Stack frames for DNN input

lima · May 26, 2021, 1:56pm

I have a dataset of N audio frames of size (N , 13), and for the task of phoneme recognition

train_data = torch.hstack((train_feat, train_labels))
train_loader = torch.utils.data.DataLoader(train_data, batch_size= 128, shuffle=True)

print(train_data.shape)
torch.Size([3082092, 14])

How can I stack 7 frames each time to feed to the DNN?

ptrblck · May 27, 2021, 4:50am

I’m not sure which dimension refers to the “frame dimension”, but you could probably either use torch.stack or torch.cat to create the new stacked/concatenated tensor.
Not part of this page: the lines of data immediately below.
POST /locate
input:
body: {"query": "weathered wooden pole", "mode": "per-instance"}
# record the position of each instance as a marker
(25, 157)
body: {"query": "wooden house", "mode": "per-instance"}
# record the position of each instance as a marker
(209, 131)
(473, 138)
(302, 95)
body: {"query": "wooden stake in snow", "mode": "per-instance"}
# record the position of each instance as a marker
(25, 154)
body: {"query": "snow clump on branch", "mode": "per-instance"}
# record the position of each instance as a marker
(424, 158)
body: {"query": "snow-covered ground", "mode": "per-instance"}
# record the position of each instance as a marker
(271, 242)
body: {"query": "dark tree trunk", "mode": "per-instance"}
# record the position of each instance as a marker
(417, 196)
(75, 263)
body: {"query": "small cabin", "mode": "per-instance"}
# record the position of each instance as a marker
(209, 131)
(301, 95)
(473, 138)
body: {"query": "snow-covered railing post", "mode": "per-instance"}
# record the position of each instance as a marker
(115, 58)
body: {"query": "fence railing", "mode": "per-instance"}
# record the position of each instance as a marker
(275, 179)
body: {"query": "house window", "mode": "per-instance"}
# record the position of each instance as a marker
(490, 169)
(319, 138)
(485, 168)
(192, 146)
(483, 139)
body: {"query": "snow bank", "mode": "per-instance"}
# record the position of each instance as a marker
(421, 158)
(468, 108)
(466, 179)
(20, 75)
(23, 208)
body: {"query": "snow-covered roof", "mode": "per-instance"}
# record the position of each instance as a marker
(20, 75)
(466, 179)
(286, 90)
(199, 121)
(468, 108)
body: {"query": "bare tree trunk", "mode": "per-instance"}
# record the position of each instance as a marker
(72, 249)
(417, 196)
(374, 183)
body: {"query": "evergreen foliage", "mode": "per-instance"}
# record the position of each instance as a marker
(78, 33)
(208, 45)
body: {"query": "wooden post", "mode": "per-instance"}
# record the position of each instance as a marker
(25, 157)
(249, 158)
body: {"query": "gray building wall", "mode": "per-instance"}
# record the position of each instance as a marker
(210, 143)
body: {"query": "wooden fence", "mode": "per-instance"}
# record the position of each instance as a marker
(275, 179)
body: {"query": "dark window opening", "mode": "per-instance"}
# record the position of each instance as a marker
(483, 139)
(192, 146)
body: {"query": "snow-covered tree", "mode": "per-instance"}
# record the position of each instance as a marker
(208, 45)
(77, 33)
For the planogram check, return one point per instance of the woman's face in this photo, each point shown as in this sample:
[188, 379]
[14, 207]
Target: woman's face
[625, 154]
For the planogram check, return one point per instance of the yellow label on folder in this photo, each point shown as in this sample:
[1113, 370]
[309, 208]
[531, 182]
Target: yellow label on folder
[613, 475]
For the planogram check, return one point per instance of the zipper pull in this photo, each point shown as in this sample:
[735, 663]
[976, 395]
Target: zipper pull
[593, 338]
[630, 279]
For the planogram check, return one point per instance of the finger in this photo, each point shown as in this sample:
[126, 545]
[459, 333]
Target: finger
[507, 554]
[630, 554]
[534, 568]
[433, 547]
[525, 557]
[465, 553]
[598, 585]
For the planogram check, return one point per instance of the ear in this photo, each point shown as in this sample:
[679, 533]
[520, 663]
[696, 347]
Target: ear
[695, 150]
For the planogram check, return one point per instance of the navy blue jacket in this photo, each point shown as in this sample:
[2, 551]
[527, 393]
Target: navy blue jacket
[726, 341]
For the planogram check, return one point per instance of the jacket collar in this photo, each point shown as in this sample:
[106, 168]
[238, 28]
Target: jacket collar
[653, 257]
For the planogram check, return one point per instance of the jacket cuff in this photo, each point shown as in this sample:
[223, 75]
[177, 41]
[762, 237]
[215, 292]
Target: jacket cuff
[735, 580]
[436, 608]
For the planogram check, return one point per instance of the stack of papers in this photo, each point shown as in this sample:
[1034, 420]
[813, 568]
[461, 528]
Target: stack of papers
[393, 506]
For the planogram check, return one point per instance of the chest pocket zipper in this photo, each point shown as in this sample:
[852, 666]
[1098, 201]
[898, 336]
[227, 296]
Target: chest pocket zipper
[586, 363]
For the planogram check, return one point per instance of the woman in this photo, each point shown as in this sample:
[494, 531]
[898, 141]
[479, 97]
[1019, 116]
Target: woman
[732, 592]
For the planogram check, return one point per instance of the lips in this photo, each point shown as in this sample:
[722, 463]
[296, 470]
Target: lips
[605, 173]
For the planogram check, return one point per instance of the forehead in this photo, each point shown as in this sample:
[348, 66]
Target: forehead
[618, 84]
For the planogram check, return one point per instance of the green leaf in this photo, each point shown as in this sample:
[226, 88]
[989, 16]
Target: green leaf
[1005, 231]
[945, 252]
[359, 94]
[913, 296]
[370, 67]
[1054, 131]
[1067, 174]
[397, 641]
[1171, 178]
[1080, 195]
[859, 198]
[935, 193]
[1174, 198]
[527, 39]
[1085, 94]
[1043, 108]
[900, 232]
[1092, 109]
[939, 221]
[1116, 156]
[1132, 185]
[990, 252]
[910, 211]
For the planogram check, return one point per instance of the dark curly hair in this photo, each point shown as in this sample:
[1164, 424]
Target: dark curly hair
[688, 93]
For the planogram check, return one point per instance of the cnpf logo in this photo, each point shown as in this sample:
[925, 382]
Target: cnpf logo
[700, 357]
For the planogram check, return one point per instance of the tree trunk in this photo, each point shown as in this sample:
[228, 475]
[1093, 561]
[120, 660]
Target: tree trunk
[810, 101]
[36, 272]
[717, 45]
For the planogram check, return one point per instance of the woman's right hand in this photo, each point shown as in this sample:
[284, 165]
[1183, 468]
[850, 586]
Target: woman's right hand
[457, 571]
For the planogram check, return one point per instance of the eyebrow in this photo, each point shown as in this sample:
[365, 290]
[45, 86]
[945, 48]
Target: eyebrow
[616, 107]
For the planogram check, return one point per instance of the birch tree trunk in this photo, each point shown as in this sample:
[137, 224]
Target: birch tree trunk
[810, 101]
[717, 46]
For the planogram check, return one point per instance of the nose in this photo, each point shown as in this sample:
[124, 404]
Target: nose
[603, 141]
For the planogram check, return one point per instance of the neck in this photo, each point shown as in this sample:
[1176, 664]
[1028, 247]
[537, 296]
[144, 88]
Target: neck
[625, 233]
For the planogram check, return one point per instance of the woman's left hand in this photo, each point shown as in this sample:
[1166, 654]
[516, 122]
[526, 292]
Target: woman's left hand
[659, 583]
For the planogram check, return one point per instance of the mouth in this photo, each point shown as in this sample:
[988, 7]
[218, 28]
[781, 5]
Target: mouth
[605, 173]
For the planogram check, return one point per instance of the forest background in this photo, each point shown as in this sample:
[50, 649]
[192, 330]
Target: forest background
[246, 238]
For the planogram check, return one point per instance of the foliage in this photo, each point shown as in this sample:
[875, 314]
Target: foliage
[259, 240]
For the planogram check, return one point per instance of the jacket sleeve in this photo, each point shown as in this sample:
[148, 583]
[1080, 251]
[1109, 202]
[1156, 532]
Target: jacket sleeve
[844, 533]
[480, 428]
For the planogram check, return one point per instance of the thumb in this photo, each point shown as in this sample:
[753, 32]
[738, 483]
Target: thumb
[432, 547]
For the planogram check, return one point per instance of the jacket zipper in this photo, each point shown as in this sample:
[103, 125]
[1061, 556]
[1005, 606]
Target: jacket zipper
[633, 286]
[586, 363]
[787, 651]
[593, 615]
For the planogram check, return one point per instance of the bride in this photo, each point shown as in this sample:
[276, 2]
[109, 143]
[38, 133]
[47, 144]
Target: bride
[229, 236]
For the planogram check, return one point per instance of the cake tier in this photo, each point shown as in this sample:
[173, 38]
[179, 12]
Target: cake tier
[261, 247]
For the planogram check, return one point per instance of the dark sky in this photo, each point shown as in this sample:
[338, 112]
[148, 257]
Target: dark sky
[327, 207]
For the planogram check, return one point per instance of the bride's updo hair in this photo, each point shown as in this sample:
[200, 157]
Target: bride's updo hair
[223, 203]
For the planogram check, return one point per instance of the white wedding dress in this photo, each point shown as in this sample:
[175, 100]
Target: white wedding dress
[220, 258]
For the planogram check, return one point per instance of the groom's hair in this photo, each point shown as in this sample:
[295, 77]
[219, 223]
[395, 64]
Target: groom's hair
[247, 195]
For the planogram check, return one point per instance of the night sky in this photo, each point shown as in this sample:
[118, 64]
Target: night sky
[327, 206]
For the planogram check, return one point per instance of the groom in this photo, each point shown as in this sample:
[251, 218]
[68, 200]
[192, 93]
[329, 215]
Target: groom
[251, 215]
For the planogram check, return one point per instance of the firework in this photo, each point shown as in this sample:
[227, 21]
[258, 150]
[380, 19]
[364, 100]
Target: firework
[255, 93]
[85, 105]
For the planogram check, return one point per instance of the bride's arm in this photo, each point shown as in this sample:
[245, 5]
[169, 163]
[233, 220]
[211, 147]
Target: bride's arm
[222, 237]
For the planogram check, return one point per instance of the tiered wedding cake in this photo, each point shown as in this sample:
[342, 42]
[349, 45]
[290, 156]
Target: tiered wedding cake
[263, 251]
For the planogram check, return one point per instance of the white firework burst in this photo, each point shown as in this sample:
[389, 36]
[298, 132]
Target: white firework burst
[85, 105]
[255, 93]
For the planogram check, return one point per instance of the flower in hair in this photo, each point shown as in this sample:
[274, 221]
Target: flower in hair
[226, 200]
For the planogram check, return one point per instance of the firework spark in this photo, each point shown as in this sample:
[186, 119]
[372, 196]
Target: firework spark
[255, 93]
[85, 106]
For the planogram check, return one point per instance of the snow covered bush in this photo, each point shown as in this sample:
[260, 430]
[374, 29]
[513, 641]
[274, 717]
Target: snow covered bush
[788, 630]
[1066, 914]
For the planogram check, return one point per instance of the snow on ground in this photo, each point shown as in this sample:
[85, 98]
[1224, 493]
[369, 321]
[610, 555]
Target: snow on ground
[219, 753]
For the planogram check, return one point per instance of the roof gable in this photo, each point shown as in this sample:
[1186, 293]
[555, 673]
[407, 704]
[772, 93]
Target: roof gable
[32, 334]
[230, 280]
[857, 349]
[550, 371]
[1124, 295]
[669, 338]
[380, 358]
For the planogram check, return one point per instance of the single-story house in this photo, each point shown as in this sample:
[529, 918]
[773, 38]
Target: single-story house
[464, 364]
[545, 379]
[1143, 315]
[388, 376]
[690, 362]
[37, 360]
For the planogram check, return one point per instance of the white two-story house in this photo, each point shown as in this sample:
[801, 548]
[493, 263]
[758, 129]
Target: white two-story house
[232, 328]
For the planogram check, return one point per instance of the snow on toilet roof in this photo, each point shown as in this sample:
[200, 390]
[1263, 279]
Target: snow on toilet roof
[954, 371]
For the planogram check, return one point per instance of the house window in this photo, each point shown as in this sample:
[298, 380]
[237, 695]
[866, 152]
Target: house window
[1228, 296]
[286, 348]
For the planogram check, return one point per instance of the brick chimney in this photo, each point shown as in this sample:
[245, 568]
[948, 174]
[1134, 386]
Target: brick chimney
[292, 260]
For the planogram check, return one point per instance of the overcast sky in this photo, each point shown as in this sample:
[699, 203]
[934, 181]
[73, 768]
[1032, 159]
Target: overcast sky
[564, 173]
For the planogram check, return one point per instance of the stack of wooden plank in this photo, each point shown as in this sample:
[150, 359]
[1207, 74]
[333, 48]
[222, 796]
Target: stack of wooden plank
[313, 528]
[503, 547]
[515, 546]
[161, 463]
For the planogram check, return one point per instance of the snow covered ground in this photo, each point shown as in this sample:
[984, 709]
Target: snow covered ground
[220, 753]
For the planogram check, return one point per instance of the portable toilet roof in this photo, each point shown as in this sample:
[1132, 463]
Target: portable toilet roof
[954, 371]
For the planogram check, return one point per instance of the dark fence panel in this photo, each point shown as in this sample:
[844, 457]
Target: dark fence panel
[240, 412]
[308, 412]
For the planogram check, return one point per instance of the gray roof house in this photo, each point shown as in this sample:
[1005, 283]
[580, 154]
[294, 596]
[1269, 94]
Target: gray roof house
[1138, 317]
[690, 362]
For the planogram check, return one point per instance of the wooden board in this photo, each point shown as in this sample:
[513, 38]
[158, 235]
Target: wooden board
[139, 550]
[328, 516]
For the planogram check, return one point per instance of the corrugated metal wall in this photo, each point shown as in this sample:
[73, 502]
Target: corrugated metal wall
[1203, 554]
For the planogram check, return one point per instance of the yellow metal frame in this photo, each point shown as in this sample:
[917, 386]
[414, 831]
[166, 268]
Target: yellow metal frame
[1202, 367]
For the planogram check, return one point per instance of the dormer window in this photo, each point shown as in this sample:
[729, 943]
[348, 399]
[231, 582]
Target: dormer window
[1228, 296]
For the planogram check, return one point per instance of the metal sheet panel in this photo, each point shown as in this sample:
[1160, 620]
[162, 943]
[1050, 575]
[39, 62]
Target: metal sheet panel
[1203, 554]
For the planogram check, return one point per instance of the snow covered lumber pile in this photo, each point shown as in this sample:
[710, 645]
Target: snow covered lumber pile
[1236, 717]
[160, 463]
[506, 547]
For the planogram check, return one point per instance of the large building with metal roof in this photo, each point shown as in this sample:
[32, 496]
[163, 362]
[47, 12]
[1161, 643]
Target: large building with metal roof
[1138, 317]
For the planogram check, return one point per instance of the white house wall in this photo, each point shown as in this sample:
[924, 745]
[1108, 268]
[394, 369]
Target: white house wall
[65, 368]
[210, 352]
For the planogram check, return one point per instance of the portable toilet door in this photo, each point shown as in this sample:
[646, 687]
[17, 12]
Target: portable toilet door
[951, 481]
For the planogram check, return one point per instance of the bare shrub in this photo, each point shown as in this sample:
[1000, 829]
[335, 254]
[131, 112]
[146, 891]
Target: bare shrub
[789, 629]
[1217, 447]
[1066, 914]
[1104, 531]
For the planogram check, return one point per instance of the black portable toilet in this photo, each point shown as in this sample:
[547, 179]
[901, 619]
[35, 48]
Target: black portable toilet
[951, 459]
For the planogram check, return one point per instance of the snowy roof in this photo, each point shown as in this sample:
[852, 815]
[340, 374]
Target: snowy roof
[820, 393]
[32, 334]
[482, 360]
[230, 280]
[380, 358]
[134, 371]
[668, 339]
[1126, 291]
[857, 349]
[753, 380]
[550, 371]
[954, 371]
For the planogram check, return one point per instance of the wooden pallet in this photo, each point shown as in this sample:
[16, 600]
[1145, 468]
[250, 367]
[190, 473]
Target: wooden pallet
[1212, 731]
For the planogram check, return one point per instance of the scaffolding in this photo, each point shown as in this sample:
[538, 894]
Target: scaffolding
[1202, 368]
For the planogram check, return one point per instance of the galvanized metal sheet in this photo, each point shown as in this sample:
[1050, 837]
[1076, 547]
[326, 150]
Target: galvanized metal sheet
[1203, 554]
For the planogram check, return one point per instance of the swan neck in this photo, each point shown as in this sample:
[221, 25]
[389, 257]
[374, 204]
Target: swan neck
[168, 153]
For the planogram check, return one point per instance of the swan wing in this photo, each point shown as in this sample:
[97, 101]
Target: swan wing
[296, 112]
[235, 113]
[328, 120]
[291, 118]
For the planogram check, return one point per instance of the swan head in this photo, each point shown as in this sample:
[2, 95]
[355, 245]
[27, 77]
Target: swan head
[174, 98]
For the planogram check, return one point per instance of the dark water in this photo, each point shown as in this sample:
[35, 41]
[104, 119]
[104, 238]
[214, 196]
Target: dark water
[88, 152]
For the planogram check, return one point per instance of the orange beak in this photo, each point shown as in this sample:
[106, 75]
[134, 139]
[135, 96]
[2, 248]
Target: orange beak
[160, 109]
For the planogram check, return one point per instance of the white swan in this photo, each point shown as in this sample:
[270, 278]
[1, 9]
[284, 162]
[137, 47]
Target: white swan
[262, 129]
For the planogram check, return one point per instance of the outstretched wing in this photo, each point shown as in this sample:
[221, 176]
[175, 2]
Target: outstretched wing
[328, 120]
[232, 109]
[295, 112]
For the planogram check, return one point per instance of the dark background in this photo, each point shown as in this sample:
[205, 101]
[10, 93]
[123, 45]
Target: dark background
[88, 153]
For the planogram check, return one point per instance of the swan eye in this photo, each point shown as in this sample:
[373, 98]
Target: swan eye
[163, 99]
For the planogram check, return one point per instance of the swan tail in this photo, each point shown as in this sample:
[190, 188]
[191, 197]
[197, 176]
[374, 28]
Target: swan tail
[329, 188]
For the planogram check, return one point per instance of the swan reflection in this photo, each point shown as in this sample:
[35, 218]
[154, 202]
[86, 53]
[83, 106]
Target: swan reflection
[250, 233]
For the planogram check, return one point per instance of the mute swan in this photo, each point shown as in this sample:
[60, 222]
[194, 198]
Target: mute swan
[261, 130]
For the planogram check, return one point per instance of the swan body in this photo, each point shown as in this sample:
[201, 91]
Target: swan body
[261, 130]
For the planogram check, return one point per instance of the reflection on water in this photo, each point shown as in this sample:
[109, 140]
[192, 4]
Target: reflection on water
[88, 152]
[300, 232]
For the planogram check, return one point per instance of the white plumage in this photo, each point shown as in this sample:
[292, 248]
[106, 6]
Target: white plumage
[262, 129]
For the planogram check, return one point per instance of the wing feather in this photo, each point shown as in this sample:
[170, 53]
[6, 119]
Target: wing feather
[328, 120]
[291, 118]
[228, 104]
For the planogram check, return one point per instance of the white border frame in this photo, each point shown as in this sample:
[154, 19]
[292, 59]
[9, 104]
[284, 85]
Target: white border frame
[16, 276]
lima · May 27, 2021, 5:13am

Hi @ptrblck . The x_train dataset is 3082092 frames. Each frame has 13 numbers (features).
The y_train is 3082092 digit (labels).
That is for each frame (1,13) there’s one label…
Now, feeding pne frame to the DNN is not going to work because there’s too small information in it. Instead,I would like to stack a sequence of 7 frames (of those 3082092). I hope that makes sense.

ptrblck · May 27, 2021, 5:16am

Thanks for the explanation. The 7 frames would thus correspond to the batch size and you could set it in the DataLoader.

lima · May 27, 2021, 5:46am

In that case, the DNN would look at them as 7 individual units, but I wanted to stack 7 frames as one unit.

ptrblck · May 27, 2021, 5:54am

Could you explain how one “unit” would be processed in the model and what the expected input shape would thus be?